In the wake of terrorist attacks on American troops in Iraq, some have painted Islam with a broad brush as a religion of violence, said Fred Donner, professor of Near Eastern studies at the University of Chicago. The recent decapitations have contributed to that image.

"Beheading has been practiced in the Arabian peninsula, probably since pre-Islamic times," Donner said. "But the recent beheadings are simple vigilante justice. They have nothing to do with Islam, any more than Christian extremists have to do with Christianity."

In fact, an earlier wave of Muslim extremism led Islamic jurists to prescribe precise rules and procedures under which the death penalty can be taken. In the early centuries after the Prophet Muhammad, members of the Kharijite movement preached that it was a Muslim's duty to eliminate non-believers from the Muslim world, even, if necessary, by killing them.

"As a result of the horror that many Muslims felt at that horror, the Kharijites were read out of the mainstream," Donner said. "Islamic law developed a more deliberate approach to capital punishment."

Muzammil Siddiqi, head of the Islamic Law Council of North America, said that among the guiding principles the religion developed is a conviction that people cannot take the law into their own hands.

Extremists in the Middle East try to justify the current beheadings as a religious duty, enjoined by the Koran, he noted.

One passage from Islam's holy book describes the beheading of a vanquished Jewish tribe by the Prophet's soldiers.

"But the extremists take such texts out of context," Siddiqi said. "There are many more Koranic texts that speak of peace."

Siddiqi added that Islam has evolved over the centuries, though many Americans were only dimly aware of the religion before Sept. 11, 2001. "Islam didn't emerge three years ago," Siddiqi said. "For most of the centuries, Muslims and non-Muslims had good relations."

There are, however, extremists in the contemporary Islamic world, said M. Cherif Bassiouni, professor of law at DePaul University. They can unfortunately draw inspiration from the example of Saudi Arabia, one of the few states that practices decapitation.

"There is no doubt that the continued use by the Saudis of decapitation for the most serious of crimes has inspired others to do the same," said Bassiouni, an advisor to the International Court of Justice.

Extremists feed on their enemies' extremism, Bassiouni said. One side's prejudices contribute to the other side's growing influence.

"Think of President Bush's initial characterization of the war on terror as a 'crusade,' " Bassiouni said. "Christian fundamentalists have proclaimed Islam a religion of terrorists."

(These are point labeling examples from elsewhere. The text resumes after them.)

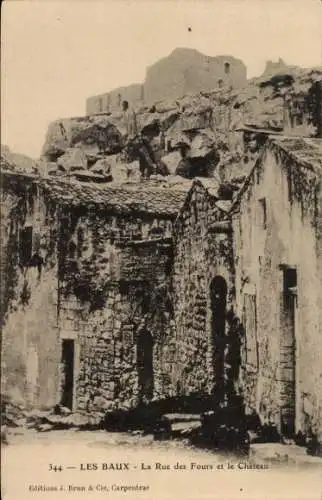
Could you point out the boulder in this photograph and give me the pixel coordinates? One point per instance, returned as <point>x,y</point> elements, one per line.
<point>73,159</point>
<point>171,160</point>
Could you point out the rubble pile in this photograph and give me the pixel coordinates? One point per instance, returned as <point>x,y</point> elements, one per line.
<point>200,131</point>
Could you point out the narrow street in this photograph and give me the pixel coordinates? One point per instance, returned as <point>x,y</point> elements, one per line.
<point>97,464</point>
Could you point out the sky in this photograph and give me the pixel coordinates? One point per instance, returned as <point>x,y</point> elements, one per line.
<point>56,54</point>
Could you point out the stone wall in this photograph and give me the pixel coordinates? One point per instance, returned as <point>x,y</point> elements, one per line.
<point>277,233</point>
<point>112,101</point>
<point>114,285</point>
<point>187,71</point>
<point>82,284</point>
<point>202,252</point>
<point>30,347</point>
<point>184,71</point>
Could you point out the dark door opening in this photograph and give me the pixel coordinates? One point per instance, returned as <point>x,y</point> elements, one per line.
<point>25,245</point>
<point>68,349</point>
<point>145,365</point>
<point>218,297</point>
<point>287,352</point>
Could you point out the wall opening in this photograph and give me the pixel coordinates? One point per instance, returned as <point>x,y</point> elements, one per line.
<point>287,352</point>
<point>25,245</point>
<point>218,297</point>
<point>68,354</point>
<point>145,366</point>
<point>263,213</point>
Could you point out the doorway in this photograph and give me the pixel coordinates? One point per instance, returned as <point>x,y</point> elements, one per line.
<point>287,352</point>
<point>218,297</point>
<point>145,365</point>
<point>68,353</point>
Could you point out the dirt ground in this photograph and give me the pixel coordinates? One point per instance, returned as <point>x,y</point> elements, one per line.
<point>98,465</point>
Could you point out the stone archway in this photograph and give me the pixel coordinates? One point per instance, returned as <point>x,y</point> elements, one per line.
<point>145,365</point>
<point>218,298</point>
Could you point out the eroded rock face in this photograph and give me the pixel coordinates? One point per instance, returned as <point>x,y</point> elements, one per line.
<point>17,162</point>
<point>208,124</point>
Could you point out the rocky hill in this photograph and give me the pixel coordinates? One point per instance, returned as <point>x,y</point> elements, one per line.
<point>207,124</point>
<point>182,72</point>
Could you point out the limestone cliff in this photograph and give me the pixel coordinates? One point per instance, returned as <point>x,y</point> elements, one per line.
<point>210,125</point>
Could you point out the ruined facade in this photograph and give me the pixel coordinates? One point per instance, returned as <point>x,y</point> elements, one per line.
<point>184,71</point>
<point>203,288</point>
<point>116,294</point>
<point>88,319</point>
<point>277,261</point>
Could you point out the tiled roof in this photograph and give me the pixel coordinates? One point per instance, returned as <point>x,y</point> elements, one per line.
<point>150,197</point>
<point>305,151</point>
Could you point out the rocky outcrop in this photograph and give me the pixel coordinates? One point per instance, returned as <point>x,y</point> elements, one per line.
<point>184,71</point>
<point>17,162</point>
<point>210,125</point>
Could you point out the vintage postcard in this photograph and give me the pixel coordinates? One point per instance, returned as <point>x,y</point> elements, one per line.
<point>161,250</point>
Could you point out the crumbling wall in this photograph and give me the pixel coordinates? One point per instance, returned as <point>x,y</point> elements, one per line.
<point>30,351</point>
<point>278,227</point>
<point>115,284</point>
<point>201,253</point>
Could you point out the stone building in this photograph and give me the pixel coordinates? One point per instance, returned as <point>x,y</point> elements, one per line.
<point>184,71</point>
<point>112,101</point>
<point>88,320</point>
<point>278,278</point>
<point>121,293</point>
<point>203,285</point>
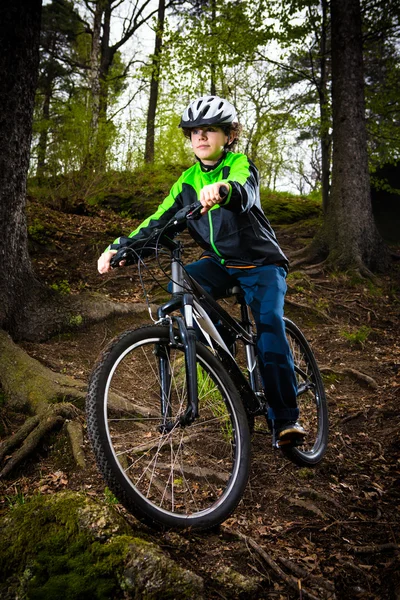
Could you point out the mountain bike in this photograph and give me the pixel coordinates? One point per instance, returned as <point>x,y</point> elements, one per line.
<point>171,406</point>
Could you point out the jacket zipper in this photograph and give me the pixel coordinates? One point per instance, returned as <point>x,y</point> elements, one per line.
<point>212,237</point>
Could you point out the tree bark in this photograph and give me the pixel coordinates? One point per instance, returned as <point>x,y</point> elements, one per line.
<point>325,136</point>
<point>154,85</point>
<point>349,229</point>
<point>95,69</point>
<point>19,61</point>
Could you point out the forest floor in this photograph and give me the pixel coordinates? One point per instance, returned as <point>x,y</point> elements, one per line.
<point>334,528</point>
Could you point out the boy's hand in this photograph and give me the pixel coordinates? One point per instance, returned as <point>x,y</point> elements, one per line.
<point>209,195</point>
<point>103,264</point>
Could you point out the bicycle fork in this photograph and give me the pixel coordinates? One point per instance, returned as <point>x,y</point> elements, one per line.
<point>188,338</point>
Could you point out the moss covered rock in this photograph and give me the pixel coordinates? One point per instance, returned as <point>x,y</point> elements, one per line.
<point>68,546</point>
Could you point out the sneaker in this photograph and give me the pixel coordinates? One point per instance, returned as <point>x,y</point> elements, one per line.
<point>288,432</point>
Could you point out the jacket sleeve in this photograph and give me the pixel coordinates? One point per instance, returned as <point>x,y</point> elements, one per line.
<point>244,180</point>
<point>165,212</point>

By posting horrifying images of beheadings on their Web sites, Middle Eastern extremists are reinforcing that image, Bassiouni said. By the heat of their rhetoric, Western anti-Muslim voices only seem to make the case for Al Qaeda and similar groups. Islamic fundamentalists preach that America's military presence in Iraq is a continuation of the infidels' efforts to dominate the region dating to the medieval crusades, when western knights occupied Muslim lands.

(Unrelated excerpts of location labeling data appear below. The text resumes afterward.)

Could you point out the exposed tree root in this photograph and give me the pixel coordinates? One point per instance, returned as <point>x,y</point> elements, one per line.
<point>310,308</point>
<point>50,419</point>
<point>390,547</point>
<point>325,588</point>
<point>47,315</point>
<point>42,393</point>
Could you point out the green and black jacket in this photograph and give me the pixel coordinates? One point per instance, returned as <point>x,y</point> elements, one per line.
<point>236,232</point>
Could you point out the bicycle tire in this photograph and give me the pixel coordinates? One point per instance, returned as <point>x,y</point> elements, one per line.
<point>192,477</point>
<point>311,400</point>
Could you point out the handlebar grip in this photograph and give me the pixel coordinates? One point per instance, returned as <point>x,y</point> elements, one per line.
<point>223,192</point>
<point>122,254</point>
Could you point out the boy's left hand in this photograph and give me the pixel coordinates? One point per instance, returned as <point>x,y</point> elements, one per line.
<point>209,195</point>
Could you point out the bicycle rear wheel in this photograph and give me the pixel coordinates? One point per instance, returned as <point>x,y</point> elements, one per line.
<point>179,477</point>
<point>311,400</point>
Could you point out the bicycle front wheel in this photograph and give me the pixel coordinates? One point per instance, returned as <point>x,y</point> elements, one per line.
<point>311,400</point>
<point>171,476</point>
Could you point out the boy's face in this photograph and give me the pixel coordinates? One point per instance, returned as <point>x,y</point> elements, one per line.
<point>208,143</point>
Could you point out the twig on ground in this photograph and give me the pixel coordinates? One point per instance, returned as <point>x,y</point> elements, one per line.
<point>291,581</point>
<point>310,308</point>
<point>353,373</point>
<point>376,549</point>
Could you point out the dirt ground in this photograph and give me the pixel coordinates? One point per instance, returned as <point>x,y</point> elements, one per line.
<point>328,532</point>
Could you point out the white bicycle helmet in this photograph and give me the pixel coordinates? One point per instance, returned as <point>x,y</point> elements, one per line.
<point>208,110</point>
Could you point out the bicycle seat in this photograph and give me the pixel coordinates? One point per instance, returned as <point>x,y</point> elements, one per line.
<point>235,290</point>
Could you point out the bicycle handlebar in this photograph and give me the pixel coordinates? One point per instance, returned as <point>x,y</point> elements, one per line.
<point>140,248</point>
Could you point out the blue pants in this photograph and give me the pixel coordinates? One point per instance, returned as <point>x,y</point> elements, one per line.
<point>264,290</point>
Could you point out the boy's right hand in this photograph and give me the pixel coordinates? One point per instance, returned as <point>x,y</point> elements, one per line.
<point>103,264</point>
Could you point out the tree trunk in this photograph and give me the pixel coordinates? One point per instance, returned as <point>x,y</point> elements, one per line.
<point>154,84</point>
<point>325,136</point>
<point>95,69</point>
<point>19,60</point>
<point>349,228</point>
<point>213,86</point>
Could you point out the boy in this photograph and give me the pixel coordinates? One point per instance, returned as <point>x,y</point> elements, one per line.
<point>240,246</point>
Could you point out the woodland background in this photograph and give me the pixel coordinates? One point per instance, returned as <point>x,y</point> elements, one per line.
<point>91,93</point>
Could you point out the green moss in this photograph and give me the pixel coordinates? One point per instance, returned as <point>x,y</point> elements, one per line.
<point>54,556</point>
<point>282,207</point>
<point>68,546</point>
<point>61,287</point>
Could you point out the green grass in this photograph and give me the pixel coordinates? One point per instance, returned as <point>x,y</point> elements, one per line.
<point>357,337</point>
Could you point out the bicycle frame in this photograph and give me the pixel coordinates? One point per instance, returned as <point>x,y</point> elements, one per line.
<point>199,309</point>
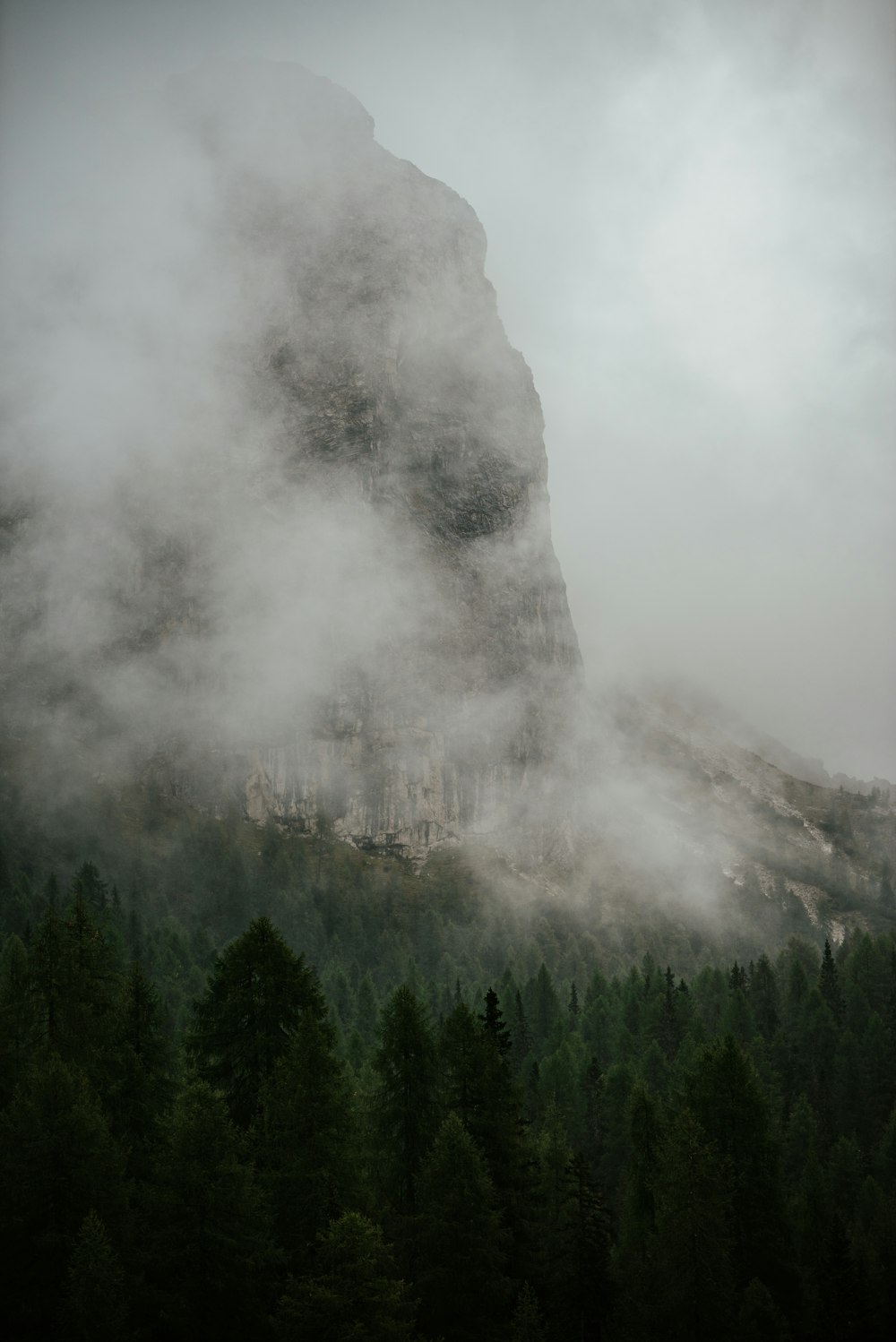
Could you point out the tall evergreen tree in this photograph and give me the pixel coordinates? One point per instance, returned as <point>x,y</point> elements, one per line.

"The extremists can say to the Muslim world, 'You see, even they call themselves crusaders. So we're not making it up. There really is a crusade against us,'" Bassiouni said.

For their part, contemporary Westerners are deeply repulsed by beheading. Every age likes to think it is more civilized than its predecessors--even when it comes to administering death, Barzun said. The electric chair was promoted as more humane than hanging; a similar argument now is made for lethal injection. Thus decapitation seems a throwback to barbarism--even when carried out not just by religious extremists, but by governments.

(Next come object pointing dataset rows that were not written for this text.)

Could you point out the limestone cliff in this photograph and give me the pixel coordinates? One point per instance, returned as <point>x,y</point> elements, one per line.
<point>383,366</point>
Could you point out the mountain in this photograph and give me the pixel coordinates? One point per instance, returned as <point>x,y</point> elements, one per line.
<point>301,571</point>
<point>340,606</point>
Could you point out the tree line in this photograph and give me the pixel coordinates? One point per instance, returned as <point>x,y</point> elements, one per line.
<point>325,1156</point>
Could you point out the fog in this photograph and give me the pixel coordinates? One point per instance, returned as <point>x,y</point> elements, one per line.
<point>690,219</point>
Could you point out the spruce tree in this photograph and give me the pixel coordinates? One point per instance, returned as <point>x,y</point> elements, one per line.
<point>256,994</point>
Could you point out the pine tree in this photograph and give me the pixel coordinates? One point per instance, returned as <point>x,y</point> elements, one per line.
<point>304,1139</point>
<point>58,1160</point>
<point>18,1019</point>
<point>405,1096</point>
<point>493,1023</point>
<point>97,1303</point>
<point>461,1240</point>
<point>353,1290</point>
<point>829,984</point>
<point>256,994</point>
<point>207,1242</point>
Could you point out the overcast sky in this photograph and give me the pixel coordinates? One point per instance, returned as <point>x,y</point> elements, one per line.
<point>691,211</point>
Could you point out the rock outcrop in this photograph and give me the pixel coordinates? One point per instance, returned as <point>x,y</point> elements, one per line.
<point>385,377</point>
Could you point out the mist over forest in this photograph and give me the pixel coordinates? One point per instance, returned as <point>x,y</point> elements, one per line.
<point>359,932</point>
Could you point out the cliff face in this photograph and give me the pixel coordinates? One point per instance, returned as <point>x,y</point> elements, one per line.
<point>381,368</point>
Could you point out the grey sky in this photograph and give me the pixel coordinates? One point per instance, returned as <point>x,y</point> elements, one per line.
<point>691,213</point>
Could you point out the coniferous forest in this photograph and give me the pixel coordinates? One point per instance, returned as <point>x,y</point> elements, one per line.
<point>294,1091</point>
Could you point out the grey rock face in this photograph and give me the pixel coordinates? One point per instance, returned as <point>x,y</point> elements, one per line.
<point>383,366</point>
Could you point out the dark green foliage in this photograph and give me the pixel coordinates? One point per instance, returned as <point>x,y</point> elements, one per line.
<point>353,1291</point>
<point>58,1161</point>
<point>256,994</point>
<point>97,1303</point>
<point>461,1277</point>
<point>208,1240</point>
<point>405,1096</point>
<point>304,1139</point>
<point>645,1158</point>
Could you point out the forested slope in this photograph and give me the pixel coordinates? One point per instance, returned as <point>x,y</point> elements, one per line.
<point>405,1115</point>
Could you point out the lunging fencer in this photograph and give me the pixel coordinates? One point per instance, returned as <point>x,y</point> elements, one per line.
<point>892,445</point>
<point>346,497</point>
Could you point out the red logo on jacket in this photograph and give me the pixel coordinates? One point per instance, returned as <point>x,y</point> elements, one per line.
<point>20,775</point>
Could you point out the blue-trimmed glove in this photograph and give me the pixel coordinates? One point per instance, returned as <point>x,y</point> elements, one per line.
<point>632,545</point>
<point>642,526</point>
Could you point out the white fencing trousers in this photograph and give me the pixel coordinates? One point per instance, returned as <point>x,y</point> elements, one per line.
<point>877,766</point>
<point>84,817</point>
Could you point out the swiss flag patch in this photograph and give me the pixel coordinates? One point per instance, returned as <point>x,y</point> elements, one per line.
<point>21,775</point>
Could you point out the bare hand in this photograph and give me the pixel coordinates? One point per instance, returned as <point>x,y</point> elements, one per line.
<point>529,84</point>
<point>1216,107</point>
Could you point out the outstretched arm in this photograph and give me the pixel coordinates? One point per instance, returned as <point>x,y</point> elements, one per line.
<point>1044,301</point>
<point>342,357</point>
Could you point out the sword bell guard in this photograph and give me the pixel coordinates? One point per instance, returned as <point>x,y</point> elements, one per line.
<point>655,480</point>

Although decapitation dates to biblical times, it was still practiced by some supposedly enlightened European countries a century ago. According to the Old Testament, after beheading Goliath, "David took the head of the Philistine and brought it to Jerusalem." In the New Testament, Salome claimed the head of John the Baptist as her reward for dancing before King Herod.

For much of Western history, decapitation was considered the most humane way to put the condemned to death. Far from being thought a humiliation, it was a form of capital punishment reserved for the upper classes.

The Greek historian Xenophon reports that an ancient Persian king made a rebellious general suffer by depriving him of "what would appear to be the speediest of deaths--decapitation." The Romans considered it the most honorable form of capital punishment, reserving beheading by sword for Roman citizens.

During the French Revolution, King Louis XVI and Queen Marie Antoinette went to the guillotine, a mechanized form of decapitation. But so, too, did a host of other French men and women. The guillotine was hailed as a symbol of progress, a kind of merciful assembly line of death.

But as practiced by contemporary Muslim extremists, beheading is inspired not by mercy but hatred, Bassiouni said--and cold-blooded political calculation.

"The primer of terrorism 101 says that the way to radicalize your own people is to radicalize the opposition against you," Bassiouni said. "Beheadings inspire Westerners' outrage, which contributes to some Muslims' sense of victimization off of which radical groups feed."